Under the marble columns was a cubby, the place where his addictions tumbled out of pocket linings, the addictions that didn't really deserve the credibility of back alleys, but had greater mystique in sleep, a strong hold and a gentle release. Mummies controlled the release, their noodles would squirm and turn when it was time for a new term.
There was dust in the vial. He tapped out crumbs. Some old crusted powder. A ghost-grade kranque. He’d just gone through a suitcase that wasn't his. It belonged to a friend of a friend. It had things of value, but those things likely had tracking devices hidden on the molecular level. But there was also a hypodermic syringe with maroon stains on the inside and some on the lip, a forlorn residue. There were cobwebs and wormholes in that place. The tracking devices were sending signals via satellites, subspace, necromites, to Great Boys who might have been interested in his whereabouts, and/or the conjunction of himself with their dormant suitcase items.
They might have been interested or they have not have been, but he knew a secret about the hypodermic syringe in the cubbyhole that no one else knew, except maybe ghosts from the marble foyer who were neutral on the subject. The syringe could be used as a shield. Information could pass through with nothing incriminating escaping, only inconsequential discharge. A certain class of black hole.
Dust spun in whirls from the air ventilation system, wheezing drafts through a smirking duct. A rogue star above dropped a bit of cool shine through the marble foyer. Black holes were out there, but they could be almost anywhere. Black holes could suit a sunny afternoon, experienced on the microscopic level, or not experienced. There were supplies somewhere, weren't there?
He'd called Locin, and Locin had answered. Oh, just answering his call, all personal-like, made him feel so special. Locin, his Locin. He didn't think Locin had a heart, but he had gold somewhere. Not anywhere obvious, he didn't wear gold, but he thought Locin might have been one of those people who ate it in pills as a supplement. He might even have taken vitamine, which has snowberry extract in it, and can only be picked on doubletake pikeways in the dead of winter, deep in the forest of the super-rural sprawl, beware of gods... You're unlikely to ever taste vitamine unless you're high up on the supply chain, or you've circumvented the supply chain entirely, and unlearned many things, and picked a lot of berries, and fallen on many paths.

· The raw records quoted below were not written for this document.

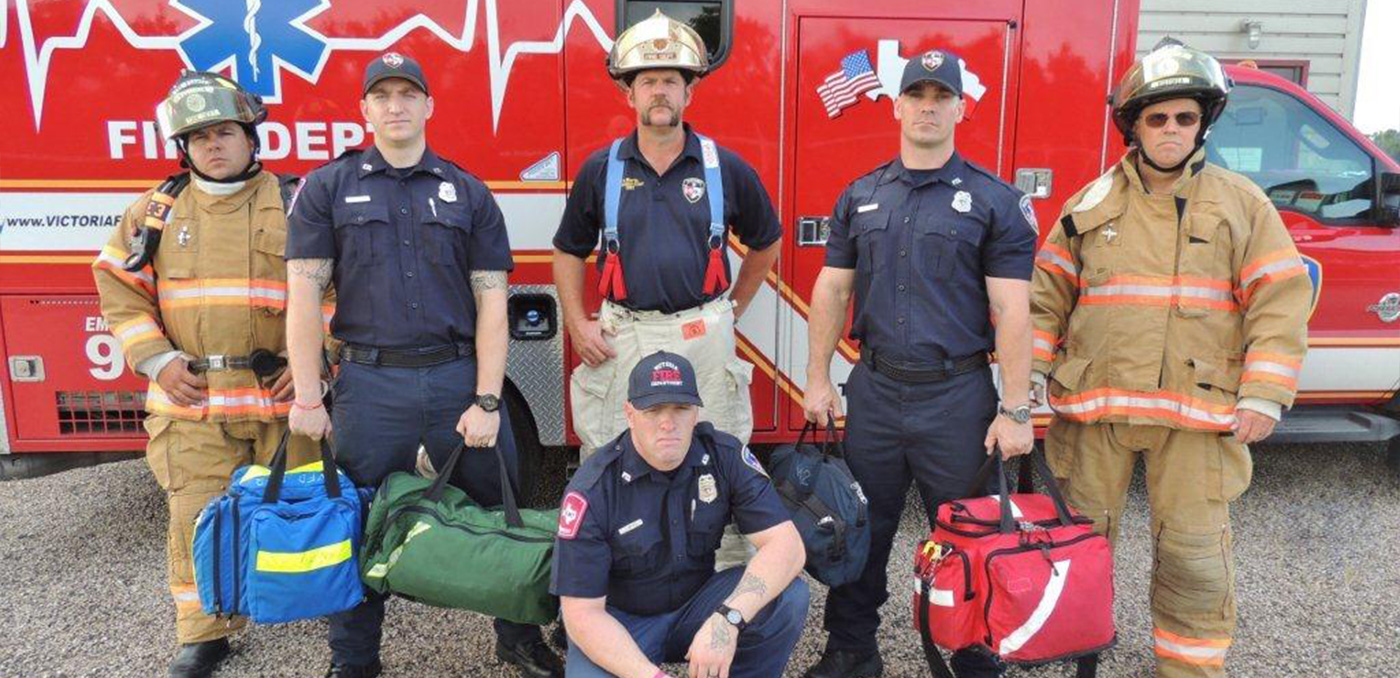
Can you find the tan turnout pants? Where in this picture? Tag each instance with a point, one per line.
(702, 335)
(1192, 476)
(192, 462)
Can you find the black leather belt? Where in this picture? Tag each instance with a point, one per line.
(406, 357)
(923, 373)
(262, 362)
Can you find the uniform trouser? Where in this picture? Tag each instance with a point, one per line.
(192, 462)
(1190, 479)
(381, 416)
(702, 335)
(763, 647)
(896, 433)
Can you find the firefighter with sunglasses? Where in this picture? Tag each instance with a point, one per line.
(1169, 310)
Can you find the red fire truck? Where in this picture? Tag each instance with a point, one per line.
(522, 98)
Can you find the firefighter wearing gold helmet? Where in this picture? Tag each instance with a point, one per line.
(664, 201)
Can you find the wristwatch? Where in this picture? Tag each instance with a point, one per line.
(487, 402)
(1019, 415)
(731, 615)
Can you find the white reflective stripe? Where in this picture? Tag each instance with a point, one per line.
(1131, 401)
(1059, 261)
(1059, 572)
(224, 292)
(1190, 650)
(1264, 366)
(1271, 268)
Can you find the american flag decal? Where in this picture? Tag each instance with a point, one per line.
(842, 88)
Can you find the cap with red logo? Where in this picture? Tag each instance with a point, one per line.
(394, 65)
(662, 378)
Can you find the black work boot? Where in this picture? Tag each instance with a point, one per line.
(370, 670)
(532, 657)
(847, 664)
(198, 660)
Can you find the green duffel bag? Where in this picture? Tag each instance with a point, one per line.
(427, 541)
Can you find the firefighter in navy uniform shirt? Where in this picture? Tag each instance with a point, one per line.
(637, 538)
(419, 255)
(938, 255)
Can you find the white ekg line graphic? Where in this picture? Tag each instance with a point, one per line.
(254, 39)
(37, 58)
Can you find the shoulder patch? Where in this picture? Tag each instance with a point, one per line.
(752, 461)
(1029, 212)
(571, 514)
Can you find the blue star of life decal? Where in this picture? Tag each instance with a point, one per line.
(258, 38)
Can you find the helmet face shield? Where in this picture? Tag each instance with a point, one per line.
(200, 100)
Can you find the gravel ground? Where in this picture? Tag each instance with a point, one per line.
(83, 584)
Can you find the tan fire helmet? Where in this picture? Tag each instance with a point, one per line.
(199, 100)
(658, 42)
(1172, 70)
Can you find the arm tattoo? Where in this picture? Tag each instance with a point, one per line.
(749, 584)
(317, 271)
(483, 280)
(720, 636)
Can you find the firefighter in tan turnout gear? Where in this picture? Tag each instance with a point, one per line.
(1169, 311)
(202, 318)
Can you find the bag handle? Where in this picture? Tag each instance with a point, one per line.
(508, 503)
(329, 472)
(1061, 509)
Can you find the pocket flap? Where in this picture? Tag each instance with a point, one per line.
(1070, 373)
(1217, 373)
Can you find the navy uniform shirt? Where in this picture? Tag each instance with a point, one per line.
(403, 243)
(646, 540)
(921, 244)
(664, 234)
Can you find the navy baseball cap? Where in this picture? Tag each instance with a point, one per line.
(933, 66)
(394, 65)
(662, 378)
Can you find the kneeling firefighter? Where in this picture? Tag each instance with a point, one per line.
(200, 315)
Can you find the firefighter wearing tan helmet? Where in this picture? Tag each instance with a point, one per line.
(1171, 314)
(662, 203)
(219, 391)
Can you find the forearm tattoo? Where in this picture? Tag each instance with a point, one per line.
(317, 271)
(483, 280)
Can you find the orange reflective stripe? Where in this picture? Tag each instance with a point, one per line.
(114, 261)
(1059, 261)
(1190, 650)
(1141, 290)
(1043, 345)
(1089, 406)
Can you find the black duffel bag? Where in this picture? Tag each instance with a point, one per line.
(829, 507)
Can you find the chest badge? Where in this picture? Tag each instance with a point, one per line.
(962, 202)
(693, 189)
(707, 489)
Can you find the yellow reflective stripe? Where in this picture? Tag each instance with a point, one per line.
(304, 561)
(263, 471)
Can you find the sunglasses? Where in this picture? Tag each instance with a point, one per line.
(1183, 119)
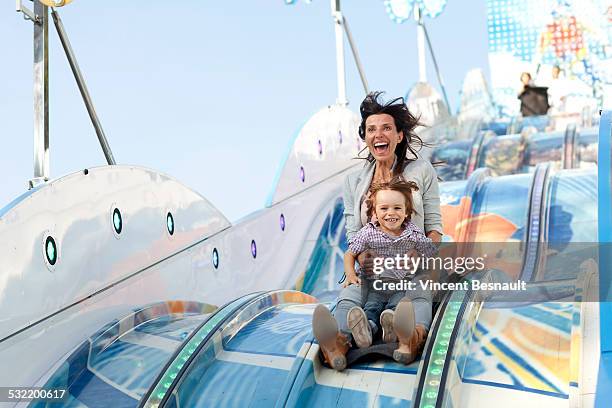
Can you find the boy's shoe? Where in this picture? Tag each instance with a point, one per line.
(333, 344)
(386, 322)
(411, 338)
(360, 327)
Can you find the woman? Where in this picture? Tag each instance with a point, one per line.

Locin's sweet deadpan had answered, denoting hard facts about inventory while connoting a friendly good-natured camaraderie in business, distanced by a thousand yard dissociation, the fifty yard wink, betraying no secret, but offering graciously his part of the agreed-upon information exchange. The voice was a rocket rush, and a plateau, but the man was not available. Oh, the heartbreak, all those chemicals revved up and ready to go, but the captain of the fleet wasn't around to lend a vehicle.

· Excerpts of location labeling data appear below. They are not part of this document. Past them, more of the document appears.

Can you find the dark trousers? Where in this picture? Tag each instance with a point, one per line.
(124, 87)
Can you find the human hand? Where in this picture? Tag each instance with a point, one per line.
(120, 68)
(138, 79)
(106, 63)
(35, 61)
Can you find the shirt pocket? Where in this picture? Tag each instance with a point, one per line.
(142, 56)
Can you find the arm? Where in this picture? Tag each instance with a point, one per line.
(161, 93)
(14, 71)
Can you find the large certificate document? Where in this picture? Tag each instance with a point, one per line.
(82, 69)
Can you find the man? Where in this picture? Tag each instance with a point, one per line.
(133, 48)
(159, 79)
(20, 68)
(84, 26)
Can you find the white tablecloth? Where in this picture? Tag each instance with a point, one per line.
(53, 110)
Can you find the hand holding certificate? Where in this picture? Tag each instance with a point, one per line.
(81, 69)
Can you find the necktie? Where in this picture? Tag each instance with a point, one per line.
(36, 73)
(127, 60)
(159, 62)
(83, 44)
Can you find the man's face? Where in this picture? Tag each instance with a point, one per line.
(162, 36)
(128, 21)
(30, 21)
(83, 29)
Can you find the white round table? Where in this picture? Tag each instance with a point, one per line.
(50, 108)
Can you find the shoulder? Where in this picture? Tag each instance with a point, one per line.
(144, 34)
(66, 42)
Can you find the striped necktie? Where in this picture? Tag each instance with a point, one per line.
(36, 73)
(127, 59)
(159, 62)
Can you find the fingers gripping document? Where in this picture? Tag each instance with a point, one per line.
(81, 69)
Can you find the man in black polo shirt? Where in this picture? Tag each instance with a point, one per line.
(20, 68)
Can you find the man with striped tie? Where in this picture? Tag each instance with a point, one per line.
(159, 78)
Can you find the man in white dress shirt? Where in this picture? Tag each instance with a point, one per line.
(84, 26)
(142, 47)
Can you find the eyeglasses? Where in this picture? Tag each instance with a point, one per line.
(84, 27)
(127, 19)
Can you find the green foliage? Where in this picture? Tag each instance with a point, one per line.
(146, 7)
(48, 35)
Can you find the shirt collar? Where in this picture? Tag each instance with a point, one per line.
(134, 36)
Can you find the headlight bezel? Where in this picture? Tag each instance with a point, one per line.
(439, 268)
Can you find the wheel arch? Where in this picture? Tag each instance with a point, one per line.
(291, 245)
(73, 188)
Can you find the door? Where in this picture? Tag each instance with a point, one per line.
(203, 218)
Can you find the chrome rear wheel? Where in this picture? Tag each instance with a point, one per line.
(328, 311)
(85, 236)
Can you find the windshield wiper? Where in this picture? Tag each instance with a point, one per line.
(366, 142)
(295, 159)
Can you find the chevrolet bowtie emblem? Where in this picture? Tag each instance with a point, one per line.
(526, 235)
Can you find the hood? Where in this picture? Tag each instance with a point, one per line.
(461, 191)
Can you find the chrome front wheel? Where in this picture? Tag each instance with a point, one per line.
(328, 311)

Well, time will parse his whine, taxes paid to the welfare cosmos. It doesn't help him now, it seems like empty words, whispering to columns of the marble hall, but - hey, blink, you're not paralyzed anymore. I don't know where you should go, but you might want to help me out by getting out of bed and going to work or you're going to be out of a job and I won't have any financial resources. Do it for me, buddy. We're in this together.